そう気づいたらですね、レシピ本、あるいはネットとか雑誌とかに載っている絶品レシピとか無限ナントカ等、すべてにまったく興味がなくなった。そもそもよく考えたらさ、絶品レシピの味って、結局「調味料の味」なんだよね。
それに対して、私は素材の味を食べているのである。調理法が2つであっても、素材が違えばできあがったものの味は千差万別。キュウリの味噌汁とじゃがいもの味噌汁とでは月とスッポンの差である。

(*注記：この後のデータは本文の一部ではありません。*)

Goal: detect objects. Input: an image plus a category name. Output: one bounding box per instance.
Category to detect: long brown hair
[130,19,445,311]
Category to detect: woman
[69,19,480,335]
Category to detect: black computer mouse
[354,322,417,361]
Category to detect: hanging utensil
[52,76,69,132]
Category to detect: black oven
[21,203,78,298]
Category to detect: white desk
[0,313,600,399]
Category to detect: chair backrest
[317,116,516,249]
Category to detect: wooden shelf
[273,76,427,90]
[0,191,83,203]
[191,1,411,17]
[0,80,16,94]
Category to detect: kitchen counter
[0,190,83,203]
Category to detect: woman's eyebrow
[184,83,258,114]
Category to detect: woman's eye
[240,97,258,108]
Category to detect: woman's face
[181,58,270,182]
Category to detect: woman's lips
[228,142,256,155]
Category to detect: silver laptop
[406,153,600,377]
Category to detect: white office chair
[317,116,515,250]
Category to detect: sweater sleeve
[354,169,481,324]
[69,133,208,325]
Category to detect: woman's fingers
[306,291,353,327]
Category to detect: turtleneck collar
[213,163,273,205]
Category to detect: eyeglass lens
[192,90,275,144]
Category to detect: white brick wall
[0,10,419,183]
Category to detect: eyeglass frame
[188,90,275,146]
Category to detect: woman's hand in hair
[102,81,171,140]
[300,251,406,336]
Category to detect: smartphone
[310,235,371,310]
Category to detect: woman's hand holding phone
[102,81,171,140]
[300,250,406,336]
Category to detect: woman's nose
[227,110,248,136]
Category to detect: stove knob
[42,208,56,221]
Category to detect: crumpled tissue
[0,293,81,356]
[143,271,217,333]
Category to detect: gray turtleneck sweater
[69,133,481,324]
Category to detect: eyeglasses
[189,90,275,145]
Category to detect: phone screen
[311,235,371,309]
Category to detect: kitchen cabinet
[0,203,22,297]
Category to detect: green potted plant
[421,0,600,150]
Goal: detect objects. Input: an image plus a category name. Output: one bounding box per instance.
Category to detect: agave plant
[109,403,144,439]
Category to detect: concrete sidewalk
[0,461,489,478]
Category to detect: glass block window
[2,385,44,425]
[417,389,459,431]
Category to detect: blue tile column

つまりはですね、自分で小賢しい調味料の組み合わせなどせずとも、すべては「あるもの」(つまりは余った食材)があんじょうやってくれるのである。「ないもの」を探して買ってこなくても、「あるもの」がなんだかんだと丸く収めてくれるのである。
レシピ本をなくして得られたもの
その事実は、私の精神も大いに癒してくれた。実は、自分には足りないものなどないのかもしれない。才能もお金も人間関係も、きっと今「あるもの」で十分なのだ。その「あるもの」をよく見ること、大切にすること、とことん使い切ること、それさえできれば、もう人生は十二分に安泰じゃないのか。
っていうか「ないもの」ばっかりに目を奪われていると、「あるもの」を大切にしなくなる。だからわれらはいつまでも、ないものを買いまくり、お金が足りないと惨めに思い、人を羨み、人生に不安を募らせてしまうんじゃないのかね?
ってことで、レシピ本から思わぬ壮大な話になってしまった。でもこれは私の偽らざる本音である。私はレシピ本と縁を切ったことで、ゴミをなくし、生涯の安心を得たのである。